The COVID-19 global outbreak represents the most significant epidemic event since the 1918 influenza pandemic. Simulations have played a crucial role in supporting COVID-19 planning and response efforts. Developing scalable workflows to provide policymakers quick responses to important questions pertaining to logistics, resource allocation, epidemic forecasts and intervention analysis remains a challenging computational problem. In this work, we present scalable high performance computing-enabled workflows for COVID-19 pandemic planning and response. The scalability of our methodology allows us to run fine-grained simulations daily, and to generate county-level forecasts and other counter-factual analysis for each of the 50 states (and DC), 3140 counties across the USA. Our workflows use a hybrid cloud/cluster system utilizing a combination of local and remote cluster computing facilities, and using over 20,000 CPU cores running for 6-9 hours every day to meet this objective. Our state (Virginia), state hospital network, our university, the DOD and the CDC use our models to guide their COVID-19 planning and response efforts. We began executing these pipelines March 25, 2020, and have delivered and briefed weekly updates to these stakeholders for over 30 weeks without interruption.
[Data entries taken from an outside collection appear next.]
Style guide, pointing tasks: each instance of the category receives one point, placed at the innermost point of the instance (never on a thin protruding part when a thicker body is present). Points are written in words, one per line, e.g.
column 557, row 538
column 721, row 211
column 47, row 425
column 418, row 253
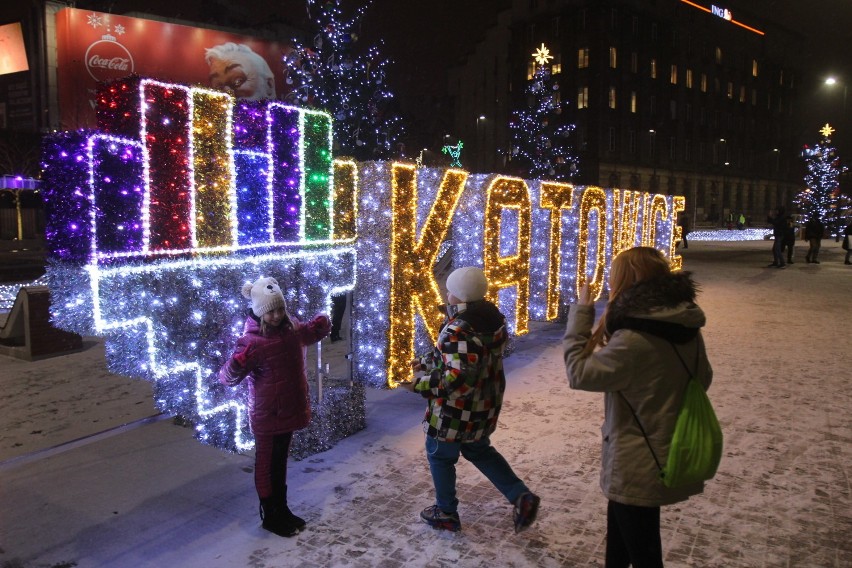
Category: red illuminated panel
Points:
column 13, row 55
新冠疫情的全球爆发是自1918年流感大流行以来最重大的疫情事件。模拟在支持新冠疫情的规划和应对工作中发挥了关键作用。开发可扩展的工作流程,以便为政策制定者提供针对物流、资源分配、疫情预测和干预分析等重要问题的快速响应,仍然是一个具有挑战性的计算问题。在这项工作中,我们展示了用于新冠疫情规划和应对的可扩展的高性能计算工作流程。我们方法的可扩展性使我们能够每天进行细粒度模拟,并为美国50个州(以及华盛顿特区)、3140个县中的每一个生成县级预测和其他反事实分析。我们的工作流程使用混合云/集群系统,结合了本地和远程集群计算设施,并每天使用超过20000个CPU核心运行6至9小时来实现这一目标。我们所在的州(弗吉尼亚州)、州医院网络、我们的大学、国防部和疾病控制与预防中心使用我们的模型来指导他们的新冠疫情规划和应对工作。我们于2020年3月25日开始执行这些流程,并且在超过30周的时间里不间断地向这些利益相关者提供并汇报每周更新情况。